La formazione di un governo con a capo Ariel Sharon, appoggiato da più
di due terzi dell'elettorato ebraico, simbolizza, agli occhi dei dirigenti
dello stato israeliano, l'obsolescenza del "processo di pace" che
avrebbe dovuto portare alla fine dell'occupazione della Cisgiordania e della
striscia di Gaza. Arafat
non è più un interlocutore e ciò significa che il processo
negoziale cominciato ad Oslo non è più all'ordine del giorno.
La violenza scatenata dall'esercito israeliano cerca di destabilizzare l'Autorità
Palestinese, lasciandole solo la scelta della propria fine: accettare di trasformarsi
in una forza di supporto all'esercito israeliano promuovendo una vasta repressione
non solo rivolta contro i comandi islamisti, ma anche contro qualsiasi espressione
di resistenza alla occupazione israeliana; oppure respingere questo ruolo
miserabile, e passare nelle liste di Bush dallo status di rappresentanza inefficace
ma legittima del popolo palestinese a quello di organizzazione terrorista
incurabile. Sino ad ora il presidente degli USA esita a dare luce verde a
Sharon, che d'altro canto fa il possibile per convincere Washington che non
c'è nulla da sperare dalla Autorità Palestinese e dal suo capo. Ancora
una volta Arafat ha risposto con le manovre: ha arrestato qualche militante
delle liste inviate dalla CIA, e allo stesso tempo si rifiuta di attaccare
i partiti e le istituzioni islamiste o di opposizione, con le quali negozia
una sospensione degli attentati contro Israele. Se il governo di Israele cercasse
la sicurezza dei suoi cittadini, dovrebbe essere soddisfatto delle misure
prese da Arafat. Ma Sharon non è affatto preoccupato di provocare nuovi
attentati basta che questi spingano l'amministrazione americana a porre l'Autorità
Palestinese fuori gioco mettendo così la parola fine sul "processo
di pace". I palestinesi vorrebbero riprendere le negoziazioni sulla base
di quanto era stato ottenuto a Taba un anno fa. Vari dirigenti palestinesi
hanno appena pubblicato con deputati del Meretz e della sinistra laburista,
un documento comune che indica le grandi linee del possibile accordo. Arafat
ha dato il suo assenso. Ma Sharon e Peres si sono detti ferocemente contrari.

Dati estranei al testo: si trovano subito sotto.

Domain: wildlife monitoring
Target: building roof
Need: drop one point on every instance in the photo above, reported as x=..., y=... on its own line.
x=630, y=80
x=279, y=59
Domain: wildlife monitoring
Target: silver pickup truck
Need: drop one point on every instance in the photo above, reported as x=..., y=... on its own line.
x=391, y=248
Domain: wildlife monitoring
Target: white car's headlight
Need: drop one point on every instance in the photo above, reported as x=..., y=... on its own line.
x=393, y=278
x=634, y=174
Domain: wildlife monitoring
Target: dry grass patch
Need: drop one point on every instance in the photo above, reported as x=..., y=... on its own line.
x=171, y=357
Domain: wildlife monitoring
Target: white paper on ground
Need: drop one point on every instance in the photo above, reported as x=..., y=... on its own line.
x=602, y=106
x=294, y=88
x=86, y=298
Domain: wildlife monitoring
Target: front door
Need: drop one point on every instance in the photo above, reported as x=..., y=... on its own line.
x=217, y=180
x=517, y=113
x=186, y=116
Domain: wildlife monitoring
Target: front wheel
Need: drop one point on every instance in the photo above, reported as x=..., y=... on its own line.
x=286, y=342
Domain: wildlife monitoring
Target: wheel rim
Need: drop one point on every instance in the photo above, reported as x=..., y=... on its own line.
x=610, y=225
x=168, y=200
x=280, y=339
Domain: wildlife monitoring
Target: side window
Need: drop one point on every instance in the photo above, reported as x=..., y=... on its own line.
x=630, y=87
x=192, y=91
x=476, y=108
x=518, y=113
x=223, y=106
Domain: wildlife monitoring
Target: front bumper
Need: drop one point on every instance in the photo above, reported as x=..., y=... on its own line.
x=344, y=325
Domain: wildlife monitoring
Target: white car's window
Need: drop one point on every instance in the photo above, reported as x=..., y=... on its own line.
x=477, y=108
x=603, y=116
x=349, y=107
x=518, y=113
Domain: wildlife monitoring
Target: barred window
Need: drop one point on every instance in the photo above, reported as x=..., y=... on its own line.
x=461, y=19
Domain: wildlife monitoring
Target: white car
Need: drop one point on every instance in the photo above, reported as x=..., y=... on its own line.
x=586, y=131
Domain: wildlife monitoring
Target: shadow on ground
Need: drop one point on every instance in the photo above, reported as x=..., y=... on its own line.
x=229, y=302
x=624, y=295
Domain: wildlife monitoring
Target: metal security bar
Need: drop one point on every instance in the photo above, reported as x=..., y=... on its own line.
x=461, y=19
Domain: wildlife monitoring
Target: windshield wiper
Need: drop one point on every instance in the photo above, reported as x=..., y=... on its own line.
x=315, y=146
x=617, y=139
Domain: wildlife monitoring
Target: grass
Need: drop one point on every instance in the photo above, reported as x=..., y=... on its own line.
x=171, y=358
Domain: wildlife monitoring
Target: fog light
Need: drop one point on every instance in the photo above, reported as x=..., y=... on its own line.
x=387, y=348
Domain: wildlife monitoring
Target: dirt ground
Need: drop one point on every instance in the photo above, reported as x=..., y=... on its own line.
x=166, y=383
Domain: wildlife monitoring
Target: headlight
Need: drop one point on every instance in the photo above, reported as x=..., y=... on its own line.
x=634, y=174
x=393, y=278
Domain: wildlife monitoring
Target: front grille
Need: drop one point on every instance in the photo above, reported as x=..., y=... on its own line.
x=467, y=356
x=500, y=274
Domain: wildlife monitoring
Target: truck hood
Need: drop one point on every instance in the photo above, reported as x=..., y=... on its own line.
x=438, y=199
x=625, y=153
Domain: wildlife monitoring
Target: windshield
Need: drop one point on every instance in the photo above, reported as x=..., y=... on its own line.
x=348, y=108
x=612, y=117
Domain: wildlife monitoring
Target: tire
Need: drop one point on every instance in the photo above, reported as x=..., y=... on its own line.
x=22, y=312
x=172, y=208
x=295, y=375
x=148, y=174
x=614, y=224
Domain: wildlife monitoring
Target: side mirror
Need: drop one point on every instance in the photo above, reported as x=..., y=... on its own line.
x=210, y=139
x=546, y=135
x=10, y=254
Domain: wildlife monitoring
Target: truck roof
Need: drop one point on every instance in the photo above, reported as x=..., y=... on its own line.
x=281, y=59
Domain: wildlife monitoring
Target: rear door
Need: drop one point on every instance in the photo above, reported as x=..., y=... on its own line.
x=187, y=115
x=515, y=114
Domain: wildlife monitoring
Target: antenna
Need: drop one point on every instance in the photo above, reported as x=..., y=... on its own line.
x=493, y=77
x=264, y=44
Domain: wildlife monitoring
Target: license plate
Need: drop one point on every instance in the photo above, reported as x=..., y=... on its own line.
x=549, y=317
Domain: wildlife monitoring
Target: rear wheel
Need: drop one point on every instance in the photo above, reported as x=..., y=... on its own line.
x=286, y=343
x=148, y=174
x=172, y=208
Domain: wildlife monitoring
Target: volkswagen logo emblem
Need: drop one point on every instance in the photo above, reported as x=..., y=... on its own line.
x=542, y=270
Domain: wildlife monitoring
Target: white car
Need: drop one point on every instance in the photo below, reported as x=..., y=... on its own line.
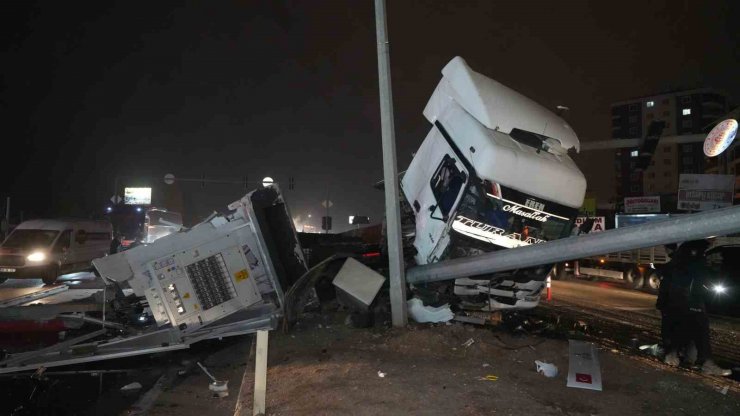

Al più il primo ministro israeliano ha autorizzato negoziazioni solo
con un cessate il fuoco totale. Se davvero accadesse tale miracolo, un dirigente
palestinese verrebbe assassinato in modo da provocare una risposta e provare
così che Arafat non è sincero nei suoi impegni di por fine alla
resitenza armata contro l'occupazione. Il proseguimento degli atti di violenza
israeliani è inevitabile, e di conseguenza anche la ripresa della resistenza
armata palestinese, che si è attenuata sensibilmente. Solo un intervento
internazionale può far cessare la violenza e imporre una ripresa dei
negoziati. Ma anche gli stati più critici di fronte alla politica israeliana,
come la Francia, continauno a comparare Israele con i Palestinesi, rifiutando
di assumere le iniziative di contrasto indispensabili, sanzioni ad esempio,
che aiuterebbero a far emergere un movimento di opposizione alla politica
di Sharon nel seno della società israeliana. La gravità della
crisi economica che attraversa Israele garantirebbe l'efficacia di tali sanzioni:
è disoccupato circa il 10% della popolazione attiva e secondo una nota
della Banca di Israele, circa il 10% delle imprese corrono il rischio di chiudere
nel 2002. L'insicurezza economica va oggi ad aggiungersi all'insicurezza provocata
dagli attentati e questa combinazione può a medio termine aprire gli
occhi a una parte dell'opinione pubblica che sino ad ora continua ad appoggiare
Sharon e la sua politica.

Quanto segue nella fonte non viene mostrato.